Hi guys, im currently planning on doing a university project on magnetic strip swipe card technology.
I was thinking of doing something along the lines of hiding data on layers of the card and forensic analysis of recovered cards. However does anyone know exactly what can be done to hide data on the card or how much can be hidden?
Aside from obviously changing plaintext to binary and hiding it in the layersd does anyone know any more complex methods? and also if possible is there any way of hiding images on magnetic cards?
any advice would be appreciated.
is there any way of hiding images on magnetic cards?
A suspect hiding child porn images on a magnetic swipe card- that's got to be a first.
what can be done to hide data on the card or how much can be hidden?
Suppose what you could do is start to look at the protocols swipe cards use to talk to the reader.
some links to try
magnetic stripe decoder http//
some more on hacking swipe cards here http//
You might try researching the info at Magtek. They've been around since the early 70's.

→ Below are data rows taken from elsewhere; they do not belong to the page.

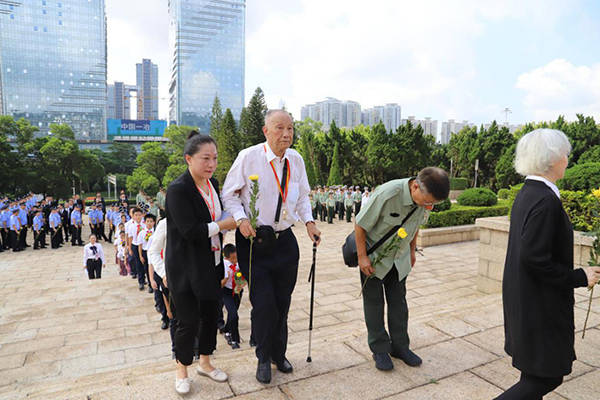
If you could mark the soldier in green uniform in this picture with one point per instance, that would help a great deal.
(313, 204)
(388, 205)
(339, 203)
(323, 201)
(348, 204)
(330, 208)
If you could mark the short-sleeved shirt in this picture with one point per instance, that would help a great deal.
(386, 208)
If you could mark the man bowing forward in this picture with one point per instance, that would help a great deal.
(283, 200)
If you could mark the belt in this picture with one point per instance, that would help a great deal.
(277, 233)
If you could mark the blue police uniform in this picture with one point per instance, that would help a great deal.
(76, 223)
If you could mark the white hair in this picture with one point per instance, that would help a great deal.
(539, 150)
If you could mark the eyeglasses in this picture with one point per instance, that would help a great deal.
(424, 191)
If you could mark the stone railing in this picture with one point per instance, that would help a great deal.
(493, 241)
(451, 234)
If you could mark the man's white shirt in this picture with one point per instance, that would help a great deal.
(255, 161)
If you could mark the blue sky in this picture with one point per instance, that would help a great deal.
(461, 59)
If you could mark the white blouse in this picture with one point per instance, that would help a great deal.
(89, 253)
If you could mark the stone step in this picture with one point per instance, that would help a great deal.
(135, 381)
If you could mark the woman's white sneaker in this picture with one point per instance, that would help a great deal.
(216, 375)
(182, 386)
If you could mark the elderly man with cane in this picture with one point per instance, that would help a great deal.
(400, 203)
(283, 200)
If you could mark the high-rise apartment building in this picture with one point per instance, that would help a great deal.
(207, 45)
(346, 114)
(147, 89)
(53, 64)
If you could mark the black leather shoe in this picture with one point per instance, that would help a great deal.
(284, 366)
(409, 358)
(263, 372)
(383, 362)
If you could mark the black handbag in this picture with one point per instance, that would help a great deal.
(349, 247)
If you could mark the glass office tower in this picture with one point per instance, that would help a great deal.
(53, 64)
(207, 44)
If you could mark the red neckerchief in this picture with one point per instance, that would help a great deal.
(211, 207)
(287, 178)
(232, 268)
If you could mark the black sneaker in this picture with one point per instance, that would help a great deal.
(409, 358)
(228, 338)
(383, 362)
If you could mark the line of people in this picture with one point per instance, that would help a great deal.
(327, 202)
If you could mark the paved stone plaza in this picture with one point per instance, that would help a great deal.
(65, 337)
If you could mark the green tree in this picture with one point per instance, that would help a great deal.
(254, 119)
(153, 159)
(228, 144)
(335, 172)
(216, 117)
(506, 176)
(140, 179)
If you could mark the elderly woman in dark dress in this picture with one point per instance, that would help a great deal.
(539, 278)
(193, 259)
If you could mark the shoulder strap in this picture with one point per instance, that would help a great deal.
(390, 232)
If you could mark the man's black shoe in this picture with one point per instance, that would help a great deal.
(285, 366)
(409, 358)
(263, 372)
(383, 362)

Here's a great link with manuals and brochures that contain quite a bit of information on cards and readers technology
You will find that magstripe cards have very limited capacity by today's standards 3 tracks that can contain up to 226 characters minus control/format characters.

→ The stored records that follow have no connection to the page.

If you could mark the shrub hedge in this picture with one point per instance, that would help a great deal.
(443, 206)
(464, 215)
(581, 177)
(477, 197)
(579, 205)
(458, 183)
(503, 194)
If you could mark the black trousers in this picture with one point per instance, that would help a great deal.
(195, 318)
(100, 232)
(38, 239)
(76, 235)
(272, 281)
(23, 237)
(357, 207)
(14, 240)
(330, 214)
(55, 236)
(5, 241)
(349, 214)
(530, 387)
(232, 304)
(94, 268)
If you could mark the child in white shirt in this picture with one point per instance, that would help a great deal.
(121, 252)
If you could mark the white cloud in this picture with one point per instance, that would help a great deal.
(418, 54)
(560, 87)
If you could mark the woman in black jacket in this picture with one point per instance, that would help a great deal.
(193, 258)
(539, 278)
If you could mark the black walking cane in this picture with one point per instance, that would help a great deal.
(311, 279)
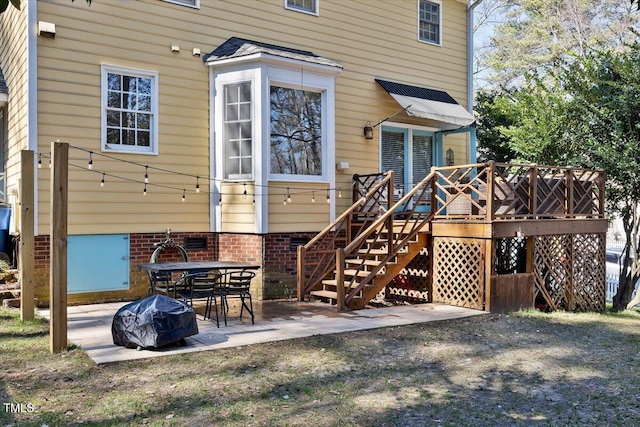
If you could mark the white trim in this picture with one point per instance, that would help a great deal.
(316, 12)
(440, 23)
(153, 149)
(182, 3)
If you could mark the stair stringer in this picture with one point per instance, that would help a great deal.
(402, 259)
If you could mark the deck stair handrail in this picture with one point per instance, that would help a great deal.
(383, 240)
(316, 259)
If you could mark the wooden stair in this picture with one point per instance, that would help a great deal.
(358, 268)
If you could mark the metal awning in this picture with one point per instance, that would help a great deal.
(430, 104)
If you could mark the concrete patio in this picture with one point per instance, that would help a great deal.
(89, 326)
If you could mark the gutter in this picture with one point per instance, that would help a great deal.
(470, 54)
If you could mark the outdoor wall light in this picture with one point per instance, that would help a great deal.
(368, 131)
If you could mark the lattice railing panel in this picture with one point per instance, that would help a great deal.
(458, 272)
(569, 271)
(589, 271)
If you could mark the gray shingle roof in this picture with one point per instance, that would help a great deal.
(3, 84)
(236, 47)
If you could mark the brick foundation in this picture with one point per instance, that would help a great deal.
(272, 252)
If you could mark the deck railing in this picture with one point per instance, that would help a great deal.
(316, 259)
(498, 191)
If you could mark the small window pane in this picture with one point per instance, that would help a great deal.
(113, 99)
(144, 138)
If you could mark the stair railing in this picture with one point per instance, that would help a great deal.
(386, 237)
(316, 259)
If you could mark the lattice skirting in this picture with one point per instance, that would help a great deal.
(569, 271)
(458, 271)
(412, 284)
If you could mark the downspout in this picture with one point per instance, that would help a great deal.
(472, 135)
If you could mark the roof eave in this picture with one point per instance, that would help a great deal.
(273, 59)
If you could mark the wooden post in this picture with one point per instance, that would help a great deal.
(340, 265)
(490, 189)
(301, 275)
(26, 257)
(489, 262)
(533, 191)
(569, 185)
(58, 248)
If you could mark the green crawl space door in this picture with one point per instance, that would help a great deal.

Pay particular attention to the Application and Brochure documents. They provide detailed specifications in very brief documents.
Good luck to you!
thanks for the help so far guys, very useful stuff.
Hmm limited capacity, i guess thats the image idea out the window?
Makes your project that much simpler, eh? 😉
yes a very fair point P
A suspect hiding child porn images on a magnetic swipe card- that's got to be a first.
Very small images, like 1x1 or 2x2 pixels might be possible. roll
Of course you need a 1st class pervert to actually like 'em. 😯
You could also hide some programs, nada comes to mind
http//
wink
P
jaclaz
Mag stripes are pretty limiting. RFID is where all the current research seems to be heading.
How to hack RFID-enabled Credit Cards for $8 (BBtv)
If you plan on looking into RFID or "Prox" cards, HID is a long-time provider.
"Smart" cards are the load-bearing card of today. You might want to focus on those in your project, as they have much greater capacity and could carry the kind of content you mentioned.
HI Mc,
you may be able to "spin" this research………..
Rather than looking to "hide" things , turn your research to "find" things.
Specifically you could 'look' into side-band information, this occurs when a card is re-used, by different people, the old details are recorded over…
you could look at trying to extract the 'old' information, potentially when the cards are "bulk erased" before being thrown away or re-used.